Reading a recent article on gifts to colleges, "When Strings Are Attached, Quirky Gifts Can Limit Universities," I found myself taken back to the good old days at my alma mater, William Jewell College. A school with Baptist roots, Jewell, for decades, never had a dance on campus. (Baptists, you see, have traditionally disapproved of sex, believing that it may lead to dancing.) Instead of a Homecoming Dance, we had a Homecoming Concert. This was in the days before moshing, but I am fairly certain, despite never attending one of these events, that there were curmudgeonly overseers strolling the aisles to ensure that the movement did not wax rhythmic.
Was there a point to this post? Oh yeah! William Jewell used to play its indoor sports in the lovely and ancient Brown Gymnasium. After the construction of a fine new fieldhouse, which opened in time to mark my arrival on campus, the Brown Gym became a bit of a redundancy. The Browns, I am told, gave the money to build the gym with the stipulation that if a dance were ever held on campus, the gym would be burned down.

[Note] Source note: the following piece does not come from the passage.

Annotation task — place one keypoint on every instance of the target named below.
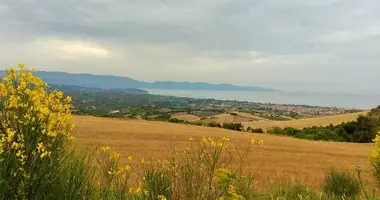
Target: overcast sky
(291, 45)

Although I rather doubt such a restriction actually existed, it makes for a fun story. When the college raised buckets-full of dough to convert the gym into a performing arts center and classrooms, they apparently decided that whatever stipulation was in force had fallen away with the conversion of the building from gym to catch-all.
Sometimes, an alumnus' generosity winds up putting more burden on the school than their gift is actually worth. I'm contemplating some sort of poison-pill donation to one of my several former schools. Perhaps I could donate a new theater with the understanding that plays by Edward Albee must be performed in Norwegian at least once every leap year. That sounds like fun.